MuseScore has a few different modes, depending on whether you want to input notes, add other elements to notes and rests, or alter individual elements already added. It sounds like you're in note input mode. Just turn it off from the N button at the top left of the toolbar.

Or are you saying that you did that, but then switching back to MuseScore automatically turns note input on again?

In reply to by Isaac Weiss

Note input mode is not automatically turned on, and indeed 'give focus' inputs a note only when you were in note input mode.
But the problem is more general: When you click somewhere on the MuseScore window to give focus, the action that is linked to the place you click is immediately triggered instead of just giving focus.
While MuseScore doesn't have the focus:
click on a menu => the menu is opened
or:
click on a note duration => the duration takes effect
or:
click on the score (not in note input mode) => the clicked note is selected.
Try with MS-Word: you will see that it isn't the case: when MS-Word doesn't have the focus:
click on a menu doesn't open the menu (just give focus)
click somewhere in the text: MS-Word takes focus but the cursor position is left unchanged and you can continue to type exactly where you was.

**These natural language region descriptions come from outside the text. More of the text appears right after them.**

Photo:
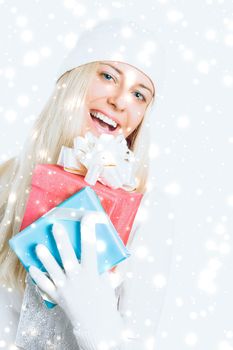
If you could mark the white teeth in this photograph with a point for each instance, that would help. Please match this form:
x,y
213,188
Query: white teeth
x,y
104,118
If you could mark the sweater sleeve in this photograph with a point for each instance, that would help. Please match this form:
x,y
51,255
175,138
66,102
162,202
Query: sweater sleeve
x,y
10,304
144,276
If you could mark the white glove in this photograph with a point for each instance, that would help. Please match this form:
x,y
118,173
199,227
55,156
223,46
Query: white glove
x,y
87,298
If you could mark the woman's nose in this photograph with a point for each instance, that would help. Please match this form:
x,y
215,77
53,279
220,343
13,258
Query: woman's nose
x,y
118,100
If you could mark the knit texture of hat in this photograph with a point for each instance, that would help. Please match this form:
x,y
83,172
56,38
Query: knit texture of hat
x,y
122,41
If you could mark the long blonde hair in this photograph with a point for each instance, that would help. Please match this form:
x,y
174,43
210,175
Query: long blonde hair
x,y
58,124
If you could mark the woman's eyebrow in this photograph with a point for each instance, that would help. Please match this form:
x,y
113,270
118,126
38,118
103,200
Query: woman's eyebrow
x,y
120,72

This last use case is especially important I think: you are busy in a score, then you temporarily use another application, clicking somewhere on the musescore app should give focus again (only that!) and you can continue to work exactly where you were.

In reply to by frfancha

I'm not understanding what you mean. Are you saying that some programs on your computer doesn't actually respond when you click on something if the window doesn't already have focus? I don't have any programs on my computer that work that way - that would seem like a bug to me, actually. I am on Linux so I don't have Word, but I tried Chrome, XChat, my terminal program, and a few others, and all respond instantly to clicks whether the program already ahd focus or not. Or am I misunderstanding something? On all supported systems - Windows, Linux, and Mac - Cltr+Tab is the way to switch betwene programs without triggering an action.

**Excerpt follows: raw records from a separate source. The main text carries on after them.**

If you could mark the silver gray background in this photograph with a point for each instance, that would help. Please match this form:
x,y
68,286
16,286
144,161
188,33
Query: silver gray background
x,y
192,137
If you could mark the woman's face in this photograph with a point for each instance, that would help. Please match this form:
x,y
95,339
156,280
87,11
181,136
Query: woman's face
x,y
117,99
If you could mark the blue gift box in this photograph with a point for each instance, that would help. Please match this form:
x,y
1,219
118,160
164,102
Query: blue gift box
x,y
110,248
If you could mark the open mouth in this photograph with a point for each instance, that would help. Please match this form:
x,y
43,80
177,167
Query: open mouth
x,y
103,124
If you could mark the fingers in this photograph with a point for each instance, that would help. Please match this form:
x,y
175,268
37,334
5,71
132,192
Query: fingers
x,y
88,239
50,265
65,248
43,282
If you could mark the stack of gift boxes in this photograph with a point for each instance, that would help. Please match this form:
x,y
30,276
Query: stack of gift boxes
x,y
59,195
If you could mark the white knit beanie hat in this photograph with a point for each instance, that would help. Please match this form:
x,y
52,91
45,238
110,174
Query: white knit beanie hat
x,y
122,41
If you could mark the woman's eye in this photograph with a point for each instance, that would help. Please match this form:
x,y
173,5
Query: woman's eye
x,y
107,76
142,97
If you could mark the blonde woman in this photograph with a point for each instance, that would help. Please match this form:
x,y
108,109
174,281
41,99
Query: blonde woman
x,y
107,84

In reply to by Marc Sabatella

Hi Marc,
You're right: only some programs, when not having focus, respond to click event by taking focus and ONLY doing that instead of also doing the "normal" action linked to the place where you click.
The programs with such a behavior are programs for which the cursor position is important: therefore it is convenient to have the possibility to just click anywhere to give focus and not loosing the cursor position, begin able to continue to enter data exactly where you were without having to target the exact previous cursor position which is perhaps not even visible on screen.
Programs I know with this behavior:
MS-Word
MS-Excel
MS-Powerpoint
I'm simply suggesting that Musescore could adopt this very convenient behaviour.
Fred

In reply to by frfancha

Well, now that I have a Windows computer, i can check a few more things. I don't use Word, but I checked Notepad, OneNote, LibreOffice, and the text editing modes of Chrome and Edge, and all of these work the standard way - clicking to give focus moves the cursor to that position, exactly as I would expect. However, Wordpad has the same behavior you describe for Word. Seems like a bug to me - I don't like the idea of clicking working sometimes but not other times. If you want to change focus without actually triggering an action, that's what shortcuts like Alt+tab are for - or clicking the title bar. Clicking the active area of the window should always have the normal effect in my opinion.

Anyhow, I suspect this sort of thing is all handled automatically by Qt so there probably isn't anything MuseScore could do even if we wanted to, although I could be wrong about that.